Before and at the early stages of pregnancy, maintaining high levels of folate in the body is crucial for child development. In the periconceptional period, insufficient folate levels may lead to infertility, and during pregnancy, it may causeNTD.
“This peer-review represents an important scientific tool to educate people, consumers, and partners. Today the integration of the science emerged on the active folate, like Quatrefolic, and the clinical practice by doctors and practitioners is the key, since those of them may be reluctant to change or adapt treatment protocols even if supported by science,” says Silvia Pisoni, global market manager, Gnosis by Lesaffre.
“Integration is also the key to better protect women and newborns and support fertility issues,” she adds.
Preconceptional and pregnant women are at the highest risk of folate deficiency, as well as those suffering from methylenetetrahydrofolate reductase (MTHFR) polymorphisms.
Contradicting mainstay policies
The DHSC spokesperson highlights there is an absence of research on how other forms of folate can prevent NTDs.”
“Folic acid is more heat-stable than natural food folate, which is broken down easily by heat and light; therefore, folic acid is better suited for food fortification because many fortified products, such as bread, are baked.”

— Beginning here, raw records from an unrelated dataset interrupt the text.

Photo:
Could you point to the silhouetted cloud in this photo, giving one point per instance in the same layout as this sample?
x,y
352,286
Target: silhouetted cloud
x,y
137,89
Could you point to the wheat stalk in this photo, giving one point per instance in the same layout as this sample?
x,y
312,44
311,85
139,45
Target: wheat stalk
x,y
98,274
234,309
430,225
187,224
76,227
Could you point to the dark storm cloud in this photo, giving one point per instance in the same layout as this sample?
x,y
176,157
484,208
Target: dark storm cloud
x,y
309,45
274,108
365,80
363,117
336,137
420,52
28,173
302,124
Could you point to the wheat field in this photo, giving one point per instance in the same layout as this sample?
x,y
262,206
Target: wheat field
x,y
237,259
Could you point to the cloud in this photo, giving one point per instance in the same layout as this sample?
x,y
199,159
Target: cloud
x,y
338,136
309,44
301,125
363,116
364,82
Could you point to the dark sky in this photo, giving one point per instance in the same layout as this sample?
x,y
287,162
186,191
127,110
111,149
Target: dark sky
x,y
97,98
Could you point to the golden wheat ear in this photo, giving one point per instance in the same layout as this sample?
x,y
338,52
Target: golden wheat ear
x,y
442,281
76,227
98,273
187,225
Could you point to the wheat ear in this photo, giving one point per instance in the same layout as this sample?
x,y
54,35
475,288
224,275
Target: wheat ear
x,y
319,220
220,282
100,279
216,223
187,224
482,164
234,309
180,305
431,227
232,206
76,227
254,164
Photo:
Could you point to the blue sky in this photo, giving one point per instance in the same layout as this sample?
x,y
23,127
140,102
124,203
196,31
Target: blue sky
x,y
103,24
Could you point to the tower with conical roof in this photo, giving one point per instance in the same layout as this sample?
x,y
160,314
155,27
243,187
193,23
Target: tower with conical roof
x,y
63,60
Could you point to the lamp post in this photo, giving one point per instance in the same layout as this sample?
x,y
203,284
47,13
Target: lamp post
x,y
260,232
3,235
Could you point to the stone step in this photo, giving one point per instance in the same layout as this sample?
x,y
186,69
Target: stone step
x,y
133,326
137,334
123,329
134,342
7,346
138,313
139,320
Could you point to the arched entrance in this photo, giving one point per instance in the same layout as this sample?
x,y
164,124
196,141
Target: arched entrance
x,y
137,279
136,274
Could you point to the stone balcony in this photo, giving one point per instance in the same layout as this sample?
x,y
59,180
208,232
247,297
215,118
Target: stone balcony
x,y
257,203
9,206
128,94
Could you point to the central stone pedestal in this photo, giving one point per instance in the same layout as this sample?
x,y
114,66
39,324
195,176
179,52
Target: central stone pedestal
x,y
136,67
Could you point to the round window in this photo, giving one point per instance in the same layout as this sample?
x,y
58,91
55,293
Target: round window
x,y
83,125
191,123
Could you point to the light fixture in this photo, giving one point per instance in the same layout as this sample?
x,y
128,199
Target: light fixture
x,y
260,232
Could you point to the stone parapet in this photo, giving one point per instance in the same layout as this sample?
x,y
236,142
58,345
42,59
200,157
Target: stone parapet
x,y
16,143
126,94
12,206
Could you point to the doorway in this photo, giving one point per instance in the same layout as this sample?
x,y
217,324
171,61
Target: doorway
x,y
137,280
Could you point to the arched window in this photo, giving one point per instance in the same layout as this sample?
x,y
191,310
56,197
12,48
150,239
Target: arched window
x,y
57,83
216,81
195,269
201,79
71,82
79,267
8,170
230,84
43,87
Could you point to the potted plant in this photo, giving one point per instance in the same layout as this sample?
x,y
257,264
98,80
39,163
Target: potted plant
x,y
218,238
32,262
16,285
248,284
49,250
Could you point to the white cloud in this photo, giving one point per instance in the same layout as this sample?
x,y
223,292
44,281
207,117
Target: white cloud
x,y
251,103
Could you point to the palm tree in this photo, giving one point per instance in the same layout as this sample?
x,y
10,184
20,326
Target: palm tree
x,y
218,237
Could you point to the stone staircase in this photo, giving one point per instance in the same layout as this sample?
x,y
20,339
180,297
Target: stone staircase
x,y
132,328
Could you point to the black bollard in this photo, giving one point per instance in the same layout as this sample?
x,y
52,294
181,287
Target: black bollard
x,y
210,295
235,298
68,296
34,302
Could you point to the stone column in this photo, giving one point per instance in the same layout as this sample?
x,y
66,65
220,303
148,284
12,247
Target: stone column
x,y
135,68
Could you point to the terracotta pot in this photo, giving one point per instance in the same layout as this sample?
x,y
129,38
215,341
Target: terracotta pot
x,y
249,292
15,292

Gnosis by Lesaffre outlines that “supplementation of folic acid and (6S)5-MTHF is mandatory and prescribed by physicians in pregnant women and women of childbearing age for prophylaxis and treatment of folate deficiencies.”
The scientists behind the study argue that different forms of folate have entered the market space in recent years, and it is essential to differentiate them. “All grouped under the folate umbrella has emerged both from the scientific community and consumers,” the company notes.
The study, therefore, aims to clarify and distinguish between natural and synthetic forms of folic acid and drive consumers to question the supplements they consume.
Folic acid requires metabolic activation. The study argues that (6S)5-MTHF supplementation during pregnancy is preferred compared to folic acid. Additionally, it does not influence MTHFR gene mutations in the fetus.
“Supplementation of (6S)5-MTHF sidesteps the concerns about the risk of deleterious effects of unmetabolized folic acid due to folic acid supplementation and the high dosage required, especially in people with enzyme polymorphism,” Gnosis notes.
Folic acid in the headlines
The Food and Nutrition Board at the US National Institute of Health recommends a daily dosage of folic acid for adults to be 400 micrograms, and to increase to 600 micrograms for pregnant women, then decrease slightly to 500 micrograms when lactating.
Recently, the UK government has proposed to fortify flour with folic acid. The University College of London slammed this suggestion in a paper for the inadequate dosage to prevent birth defects.
“Mandatory fortification of flour with folic acid can greatly reduce the number of disabilities and early deaths caused by NTDs. However, what is currently proposed is only a token level of fortification,” professor Sir Nicholas Wald said previously.
The UK government announced its proposal to fortify flour and the amount for fortification is to be decided by the Department of Environment, Food and Rural affairs. The government is considering adding 250 micrograms of folic acid per 100 g of flour, holding a consultation between September 1 and November 23.
Estimating that the initiative would prevent 200 birth defects annually, the suggestion might pose challenges for the wheat industry as mandatory folic acid in goods such as bread would impose an increased intake for the whole population that consumes such foods.
Prescribed supplementation linked to COVID-19 morbidities
A separate study published in BMJ Journal found a link between high folic acid levels and a higher risk of COVID-19 infection. Additionally, the study found that people prescribed folic acid supplementation were associated with higher death risk caused by the infection.
The study included 26,033 participants who tested positive for COVID-19, operating as the intervention group, and the remaining 354,347 participants were perceived as the control group.
The study stresses limitations in the research, such as not including a younger population and a broader ethnicity group, yet concludes that the findings are justified on the link between folic acid supplementation and a higher COVID-19 risk.